The orchestra blares, the crowed goes wild, and the curtain rises. Even the tech guys at the back of the house cannot resist jamming out to Mamma Mia’s ABBA medley overture. Before seeing Mamma Mia, I had heard nothing but negative comments about the show, coming from people who had seen it on previous tours. Thus I entered the Orpheum Theatre on Tuesday night with very low expectations for what I was about to see. And I was blown away.
Where to even begin? The singing was phenomenal, the dancing was great, the set was simple yet effective, the lighting achieved its goal of aiding the audience, and the costumes were beautiful. Sure, the plot is on the cheesy side and occasionally there is some apparent over-acting, but these just add to the fun, upbeat light-heartedness of the show.

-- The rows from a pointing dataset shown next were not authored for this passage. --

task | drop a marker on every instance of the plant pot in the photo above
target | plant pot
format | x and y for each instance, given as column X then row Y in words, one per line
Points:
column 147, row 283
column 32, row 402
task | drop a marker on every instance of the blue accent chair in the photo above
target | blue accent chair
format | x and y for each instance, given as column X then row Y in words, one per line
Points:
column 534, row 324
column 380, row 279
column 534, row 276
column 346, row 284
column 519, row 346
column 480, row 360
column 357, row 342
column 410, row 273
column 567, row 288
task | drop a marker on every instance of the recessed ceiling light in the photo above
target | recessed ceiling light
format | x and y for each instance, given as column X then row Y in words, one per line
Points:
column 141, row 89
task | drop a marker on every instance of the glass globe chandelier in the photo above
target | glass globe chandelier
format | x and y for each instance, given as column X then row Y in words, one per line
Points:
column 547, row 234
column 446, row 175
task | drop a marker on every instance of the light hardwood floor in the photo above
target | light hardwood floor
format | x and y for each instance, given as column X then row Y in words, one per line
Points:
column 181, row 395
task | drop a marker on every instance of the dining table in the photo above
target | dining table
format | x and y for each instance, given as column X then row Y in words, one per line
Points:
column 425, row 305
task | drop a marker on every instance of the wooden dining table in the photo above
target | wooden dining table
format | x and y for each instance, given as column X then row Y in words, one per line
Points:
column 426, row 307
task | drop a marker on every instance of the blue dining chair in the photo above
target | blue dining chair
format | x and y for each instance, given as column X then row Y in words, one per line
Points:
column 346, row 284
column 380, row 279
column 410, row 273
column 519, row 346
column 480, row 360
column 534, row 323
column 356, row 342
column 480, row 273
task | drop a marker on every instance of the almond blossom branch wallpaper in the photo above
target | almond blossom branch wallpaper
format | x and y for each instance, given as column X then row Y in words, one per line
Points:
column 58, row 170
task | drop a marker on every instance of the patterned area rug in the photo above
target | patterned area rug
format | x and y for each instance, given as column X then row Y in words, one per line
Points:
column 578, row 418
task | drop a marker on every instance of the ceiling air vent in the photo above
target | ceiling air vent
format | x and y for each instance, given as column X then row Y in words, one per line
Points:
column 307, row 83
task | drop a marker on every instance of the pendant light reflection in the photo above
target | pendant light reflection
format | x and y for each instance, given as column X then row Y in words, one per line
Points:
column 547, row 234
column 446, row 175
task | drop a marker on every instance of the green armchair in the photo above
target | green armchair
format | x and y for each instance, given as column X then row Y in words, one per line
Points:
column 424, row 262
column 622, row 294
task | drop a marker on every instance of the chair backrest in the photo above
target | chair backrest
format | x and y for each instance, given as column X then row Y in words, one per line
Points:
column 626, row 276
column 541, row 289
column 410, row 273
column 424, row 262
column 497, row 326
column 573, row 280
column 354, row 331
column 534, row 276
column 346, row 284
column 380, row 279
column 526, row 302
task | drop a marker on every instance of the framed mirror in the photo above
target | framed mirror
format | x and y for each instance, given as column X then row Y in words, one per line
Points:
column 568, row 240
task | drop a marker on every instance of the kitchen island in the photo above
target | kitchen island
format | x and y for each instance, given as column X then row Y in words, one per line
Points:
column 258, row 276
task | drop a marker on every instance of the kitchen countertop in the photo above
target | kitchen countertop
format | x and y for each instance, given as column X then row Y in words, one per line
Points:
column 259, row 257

The show, which takes place on a Greek island, follows the story of Sophie Sheridan (Chelsea Williams) who is engaged to be married and her mother, Donna (Georgia Kate Haege). Sophie’s one dream is to have her father walk her down the aisle and, in attempt to make this happen, she invites three possible fathers to the island, in hopes that she will simply know which one is him. Harry Bright (Mark A. Harmon), Bill Austin (Michael Colavolpe), and Sam Carmichael (Jeff Drushal), her three potential fathers, arrive, and chaos ensues. As Sophie tries to identify her real dad and Donna tries to comprehend why these three men from her past have all suddenly showed up at the same time, the wedding seems on the verge of falling apart and the search for truth threatens to tear Sophie away from her mother and her love.
From the slow, sweet songs such as “I Have a Dream,” “Thank You for the Music,” and “Our Last Summer” to the upbeat songs that make you want to get up and dance, such as “Dancing Queen,” “Voulez-Vous,” and “Lay All Your Love on Me,” each number was perfected and engaging. However, one thing that I found to be a bit tacky was the frequency with which there were people singing from off stage. It was obvious, particularly when there was only one character onstage singing, and often distracting. Nevertheless, every one of the actors sang flawlessly, and the music was spectacular.

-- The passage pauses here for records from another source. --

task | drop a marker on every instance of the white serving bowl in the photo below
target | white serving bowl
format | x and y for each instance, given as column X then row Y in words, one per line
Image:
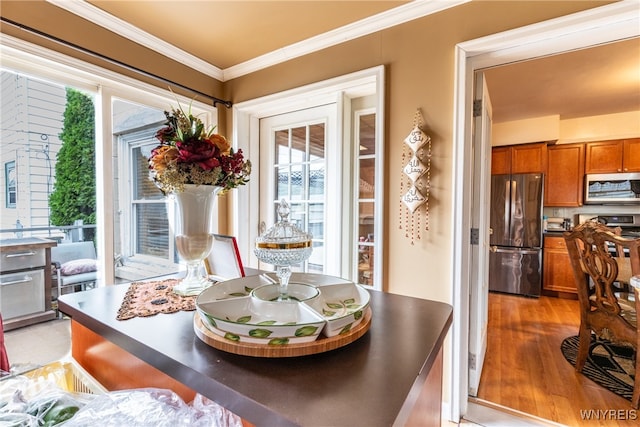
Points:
column 342, row 306
column 249, row 319
column 296, row 292
column 233, row 288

The dancing was also practically perfect, complete with flips, Russian jumps, and men traipsing around in scuba-gear. Anthony Van Laast’s choreography portrayed the care-free attitude of the islanders and also added intensity, humor, and spunk to the production.

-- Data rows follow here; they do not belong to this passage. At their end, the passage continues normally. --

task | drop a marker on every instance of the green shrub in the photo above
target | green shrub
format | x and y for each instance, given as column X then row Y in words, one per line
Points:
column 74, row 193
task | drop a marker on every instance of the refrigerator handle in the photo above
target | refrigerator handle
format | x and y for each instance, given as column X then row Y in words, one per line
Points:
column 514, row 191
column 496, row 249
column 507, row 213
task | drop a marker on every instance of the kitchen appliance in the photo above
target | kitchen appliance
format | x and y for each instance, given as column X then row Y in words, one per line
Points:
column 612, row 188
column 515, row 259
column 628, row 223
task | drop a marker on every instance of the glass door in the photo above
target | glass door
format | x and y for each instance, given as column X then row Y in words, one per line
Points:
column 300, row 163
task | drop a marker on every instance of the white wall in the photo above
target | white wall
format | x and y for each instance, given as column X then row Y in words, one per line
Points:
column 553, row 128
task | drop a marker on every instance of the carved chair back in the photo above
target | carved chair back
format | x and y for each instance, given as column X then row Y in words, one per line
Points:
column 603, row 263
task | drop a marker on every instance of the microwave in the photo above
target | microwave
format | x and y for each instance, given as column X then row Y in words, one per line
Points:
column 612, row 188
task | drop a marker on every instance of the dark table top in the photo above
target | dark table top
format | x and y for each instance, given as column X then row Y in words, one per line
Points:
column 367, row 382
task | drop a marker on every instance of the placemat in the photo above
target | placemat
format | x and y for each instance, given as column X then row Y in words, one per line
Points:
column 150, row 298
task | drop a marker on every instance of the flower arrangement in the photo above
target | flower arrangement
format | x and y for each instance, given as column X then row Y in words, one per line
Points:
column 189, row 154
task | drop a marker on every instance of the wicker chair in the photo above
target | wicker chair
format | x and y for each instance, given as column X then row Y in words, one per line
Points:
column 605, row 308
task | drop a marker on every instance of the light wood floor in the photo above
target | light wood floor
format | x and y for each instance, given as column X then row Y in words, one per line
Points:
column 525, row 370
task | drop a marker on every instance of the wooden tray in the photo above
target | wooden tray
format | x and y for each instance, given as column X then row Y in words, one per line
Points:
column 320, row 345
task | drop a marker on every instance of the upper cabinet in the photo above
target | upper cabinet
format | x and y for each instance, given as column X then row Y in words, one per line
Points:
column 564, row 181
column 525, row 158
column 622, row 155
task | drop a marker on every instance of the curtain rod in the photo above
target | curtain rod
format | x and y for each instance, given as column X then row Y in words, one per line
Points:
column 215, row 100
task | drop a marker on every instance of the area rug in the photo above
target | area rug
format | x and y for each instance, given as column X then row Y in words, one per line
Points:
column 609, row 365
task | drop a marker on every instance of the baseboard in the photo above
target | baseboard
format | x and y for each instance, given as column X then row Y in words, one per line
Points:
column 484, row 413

The set, composed of two mobile pieces, is rearranged periodically to represent the taverna, the inside of Sophie’s room, Donna’s room, and other settings. This simple yet elegant design facilitates quick transitions and directs the focus toward the actors, rather than adding distraction. Similarly, the lighting aids the audience’s ability to find a focus and cleverly makes clear when a song is a soliloquy as opposed to a conversation in singing form.
The costumes also added to the delightfulness, with highlights including Donna and the Dynamos’ flashy ABBA-inspired costumes, men dressed in wetsuits, and scenes in which the entire company was dressed in the same color scheme to accent the scene.
Although occasionally there was some over-acting, particularly from Emily Price in the role of Ali, it added to the comedy and light-heartedness of the performance. Overall the show was great fun, songs, dances, set, lighting, and costumes included. If you are looking for a fun, upbeat night at the theater, Mamma Mia is the show for you!